Proof of the Reverse Triangle Inequality

Your work seems right (although you could get the easier contradiction in the second case by adding $d(x,y)$), but there is an easier proof: Let $x,y,z$ be points in a metric space.

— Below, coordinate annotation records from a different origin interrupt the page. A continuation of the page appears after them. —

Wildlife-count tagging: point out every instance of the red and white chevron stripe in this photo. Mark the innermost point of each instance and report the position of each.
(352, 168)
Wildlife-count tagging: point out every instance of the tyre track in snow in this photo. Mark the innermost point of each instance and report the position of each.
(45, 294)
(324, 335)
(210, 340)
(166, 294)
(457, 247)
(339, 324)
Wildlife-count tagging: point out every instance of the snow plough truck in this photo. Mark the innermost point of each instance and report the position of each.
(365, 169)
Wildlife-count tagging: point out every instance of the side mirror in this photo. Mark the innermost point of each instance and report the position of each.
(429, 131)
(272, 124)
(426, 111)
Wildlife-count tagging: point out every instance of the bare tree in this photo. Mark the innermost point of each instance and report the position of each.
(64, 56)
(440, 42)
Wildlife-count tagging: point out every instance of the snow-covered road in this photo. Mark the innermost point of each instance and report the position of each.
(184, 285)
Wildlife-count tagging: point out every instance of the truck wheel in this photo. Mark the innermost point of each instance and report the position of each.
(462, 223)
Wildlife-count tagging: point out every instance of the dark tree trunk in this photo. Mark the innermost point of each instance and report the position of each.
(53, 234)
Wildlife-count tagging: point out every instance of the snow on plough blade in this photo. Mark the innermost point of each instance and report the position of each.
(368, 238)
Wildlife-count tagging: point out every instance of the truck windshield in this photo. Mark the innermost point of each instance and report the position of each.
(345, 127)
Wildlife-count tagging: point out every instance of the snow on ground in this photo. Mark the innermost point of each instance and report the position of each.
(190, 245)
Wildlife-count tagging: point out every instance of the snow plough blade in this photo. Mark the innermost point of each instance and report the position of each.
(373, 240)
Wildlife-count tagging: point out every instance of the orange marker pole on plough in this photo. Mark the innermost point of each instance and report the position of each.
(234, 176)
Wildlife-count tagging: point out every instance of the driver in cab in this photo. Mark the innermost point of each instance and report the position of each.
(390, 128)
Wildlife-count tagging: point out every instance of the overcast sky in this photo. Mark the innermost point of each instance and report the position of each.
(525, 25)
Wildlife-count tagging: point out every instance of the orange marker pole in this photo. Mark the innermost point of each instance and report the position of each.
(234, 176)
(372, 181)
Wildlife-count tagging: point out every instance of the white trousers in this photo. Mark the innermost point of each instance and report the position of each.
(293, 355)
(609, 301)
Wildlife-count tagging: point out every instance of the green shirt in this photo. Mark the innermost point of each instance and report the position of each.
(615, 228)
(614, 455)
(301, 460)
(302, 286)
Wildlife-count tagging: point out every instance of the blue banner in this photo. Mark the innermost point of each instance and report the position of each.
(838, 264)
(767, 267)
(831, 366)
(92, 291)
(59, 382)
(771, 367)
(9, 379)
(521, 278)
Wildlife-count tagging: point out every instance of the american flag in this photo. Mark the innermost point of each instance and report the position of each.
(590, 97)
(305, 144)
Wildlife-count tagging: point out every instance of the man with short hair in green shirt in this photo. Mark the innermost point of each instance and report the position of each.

Then

$$d(x,y)\leq d(x,z)+d(z,y).$$

Then,

$$d(x,y)-d(y,z)\leq d(x,z).$$

On the other hand,

$$d(y,z)\leq d(x,z)+d(x,y).$$

Then,

$$d(y,z)-d(x,y)\leq d(x,z).$$

Therefore,

$$|d(y,z)-d(x,y)|\leq d(x,z).$$

You don't really need to prove it by contradiction:

By the triangle inequality, $d(x,y)\le d(x,z)+d(z,y)=d(x,z)+d(y,z)$, whence $$d(x,y)-d(y,z)\le d(x,z.)$$ Similarly, $d(y,z)\le d(y,x)+d(x,z)$, whence $$d(y,z)-d(x,y)\le d(x,z),$$ and finally $$\bigl\lvert d(x,y)-d(y,z)\bigr\rvert=\max\bigl(d(x,y)-d(y,z),d(y,z)-d(x,y)\bigr)\le d(x,z).$$